There may be something to this, but it remains an open question as to whether or to what extent the Democrats can abandon their apocalypticism about Mr Trump, even if they want to, since their past and (still sometimes) present rhetorical extremism means that they can neither come out openly and say that they have been wrong all along about his being an evil dictator — we love Big Brother now! — nor just let it quietly be forgotten. In making the stakes of the election so high, they created a sort of self-fulfilling prophecy. Because they could admit of no error, fault or corruption in need of the reform to the status quo promised by Mr Trump, they made him the indispensable man to bring such reform about. And they made themselves the anti-democratic force that they always accused him of being, standing in reform’s way.

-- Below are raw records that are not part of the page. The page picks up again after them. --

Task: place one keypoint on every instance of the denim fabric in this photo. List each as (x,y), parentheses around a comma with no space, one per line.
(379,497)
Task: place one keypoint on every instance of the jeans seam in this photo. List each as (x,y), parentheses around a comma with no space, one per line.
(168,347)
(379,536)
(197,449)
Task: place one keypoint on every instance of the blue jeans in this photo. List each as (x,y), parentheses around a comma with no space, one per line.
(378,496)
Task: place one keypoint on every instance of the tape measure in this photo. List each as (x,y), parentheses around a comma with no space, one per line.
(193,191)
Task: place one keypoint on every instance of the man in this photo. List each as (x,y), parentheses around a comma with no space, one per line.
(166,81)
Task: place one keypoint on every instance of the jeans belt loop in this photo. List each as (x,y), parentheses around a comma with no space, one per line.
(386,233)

As I suggested above, the media and the Democrats who still depend upon them have become the prisoners of their own culture of innocence, which demands that they be seen as always in the right, always incapable of any but the most trivial faults, and therefore morally irreproachable in their exposure of the wrong done by others. This it is which makes their loss of the public’s trust, pointed out to them by, among others, Patrick Soon-Shiong, the owner of the Los Angeles Times, in his overhaul of that paper’s editorial staff, so seemingly incomprehensible to them.

We can see a rather comical example of this moral blindness and failure of self-awareness in Karen Bass, the Los Angeles mayor whose election Mr Soon-Shiong’s paper, much to his subsequent regret, endorsed in 2022.

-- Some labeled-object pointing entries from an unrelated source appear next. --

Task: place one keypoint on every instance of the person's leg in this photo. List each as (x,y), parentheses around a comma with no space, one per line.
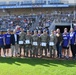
(20,50)
(16,49)
(0,51)
(50,50)
(68,53)
(41,51)
(57,49)
(45,51)
(60,51)
(72,50)
(36,51)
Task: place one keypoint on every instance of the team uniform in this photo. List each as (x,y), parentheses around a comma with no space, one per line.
(21,41)
(28,42)
(7,37)
(1,43)
(43,43)
(35,41)
(52,44)
(72,43)
(65,43)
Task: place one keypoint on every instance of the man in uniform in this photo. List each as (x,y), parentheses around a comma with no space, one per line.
(28,41)
(35,40)
(22,36)
(44,38)
(52,44)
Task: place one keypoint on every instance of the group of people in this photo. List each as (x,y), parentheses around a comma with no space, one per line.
(53,45)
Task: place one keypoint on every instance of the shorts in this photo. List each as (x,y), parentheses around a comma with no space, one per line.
(65,47)
(1,46)
(7,46)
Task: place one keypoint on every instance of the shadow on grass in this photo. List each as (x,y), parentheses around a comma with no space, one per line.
(38,61)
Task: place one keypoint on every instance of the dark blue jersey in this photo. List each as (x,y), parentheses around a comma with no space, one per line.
(72,38)
(7,38)
(65,42)
(1,40)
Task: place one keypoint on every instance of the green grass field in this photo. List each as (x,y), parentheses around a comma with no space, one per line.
(36,66)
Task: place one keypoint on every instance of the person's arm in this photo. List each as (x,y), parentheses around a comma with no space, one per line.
(4,39)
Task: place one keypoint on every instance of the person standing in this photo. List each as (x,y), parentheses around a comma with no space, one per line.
(22,36)
(44,38)
(59,43)
(28,42)
(7,42)
(1,42)
(35,40)
(14,43)
(65,44)
(73,43)
(52,44)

In February, Mayor Bass announced that she was launching an investigation into her own trip to Africa during the January wild-fires that devastated so much of the city she ostensibly leads. The aim of the investigation appears to be to find some unnamed guilty party who failed to make her aware, before she jetted off to Ghana for the inauguration of that country’s president, that the trip might have been ill-advised. Pretty obviously, I think, such a person has lived her whole life with the bedrock assumption that any misfortune which befalls her must be somebody else’s fault. Indeed, her principal qualification for the office she holds can hardly be anything but her membership in good standing of various approved groups of victims. Therefore, whoever else may have been a victim of the fires, she must be one too, and certainly not the least among them.

As she told Fox News, “I felt absolutely terrible about not being here for my city and not being here for my family who was impacted by the fires as well . . . So when I say it was a mistake, absolutely, the idea that I was not present was very painful.” How dare those who have only lost their homes or businesses criticize someone who has suffered as she has! Where could she have learned such moral imbecility if not from the media? And yet I’m afraid that there is more hope of Karen Bass’s some day experiencing a glimmer of shame or self-awareness than of the media’s ever doing so. Écrasez l’infâme!